Zardien – Lightning’s Fire, Light’s Roar Ch. 3
Summary: The tale of Kilivirain and Kera
Archival Note from The Jewel Riders Archive: This story is presented as it was originally published on Stormy’s “Avalon” fan site in the late 1990s and early 2000s. It is presented for archival purposes and for the enjoyment of the Jewel Riders fandom. If you are the author of this story and wish to have it removed from the Jewel Riders Archive (or wish to share more!) please email us at archivist@jewelridersarchive.com. Happy Reading!
Chapter Three: The Legacy of Kera
By Kilivirain (for I, Zardien, could not do it justice)

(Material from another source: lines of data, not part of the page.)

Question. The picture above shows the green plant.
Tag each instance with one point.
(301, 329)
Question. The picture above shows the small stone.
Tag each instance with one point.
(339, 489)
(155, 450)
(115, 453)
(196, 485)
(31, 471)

Preface: I, dear reader, could certainly tell you this tale…a tale of
love and romance…of sorrow and endless nightmare…but I could never do
this tale justice. For I am merely a spectator; anything I would tell
you about this tale would most certainly not give you the first hand
effect…to understand how truly deep it was. There is only one who can
tell you this tale…every detail and thought…every kiss and tear…every
bit of happiness and tragedy. That man is Kilivirain…not the Kilivirain
we know now…a Kilivirain of a different time…when he was younger, and
still knew what heart was…for yes, dear reader…this tale is what made
Kilivirain what he became. Normally, a first-hand count would be bias to
the teller’s feelings…but not this one…Kilivirain would remember
it…every moment precisely…every event in full description. And so I step
down, fair readers, for this chapter…a story in the past, not in the
present date…a story only that which it changed forever could tell
right…a story straight from the eyes of Kilivirain, not I…in the age
where he did know love…the legacy of Kera.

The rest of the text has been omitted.